Competition | European Encyclopedia of Law

Merger

Merger

Merger control procedure in the European Union Law

Concept of Merger control procedure provided by the “Glossary of terms used in EU competition policy” (Antitrust and control of concentrations, published in 2002): The merger control procedure under EC law is laid down in the merger regulation (which was amended once), and in the imple-menting regulation. The merger regulation confers on the Commission the sole authority to assess concentrations with a Community dimension.

Concentrations, which meet the turnover thresholds of the merger regulation, must be notified to the Commission within a week of the conclusion of the agreement, the announcement of the public bid or the acquisition of a controlling interest. Such concentrations may not be implemented before the Commission takes a clearance decision. Violations of these obligations may lead to fines being imposed by the Commission.
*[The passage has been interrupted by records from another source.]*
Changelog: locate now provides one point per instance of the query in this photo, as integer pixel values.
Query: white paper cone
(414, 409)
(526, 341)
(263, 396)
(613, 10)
From the date of the notification, the Commission has, in general, a period of one month to make an initial assessment of the notified transaction. If the Commission has serious doubts as to the compati-bility of a concentration with the common market, it undertakes a more detailed, so-called second phase investigation for which a further four months are allowed. If the Commission does not take a decision within these deadlines, the operation is deemed to have been authorised.

(See: Council Regulation (EEC) No 4064/89 of 21 December 1989 on the control of concentration between undertakings (OJ L 395, 30.12.1989, p. 1, corrected version OJ L 257, 21.9.1990, p. 13), as amended by Council Regulation (EC) No 1310/97 of 30 June 1997 (OJ L 180, 9.7.1997, p. 1, with a corrigendum in OJ L 40, 13.2.1998, p. 17), commonly referred to as 'the merger regulation'; Commission Regulation (EC) No 447/98 of 1 March 1998 on the notifications, time limits and hearings provided for in Council Regulation (EEC) No 4064/89 on the control of concentrations between undertakings (OJ L 61, 2.3.1998, p. 1), commonly referred to as 'the implementing regulation'.)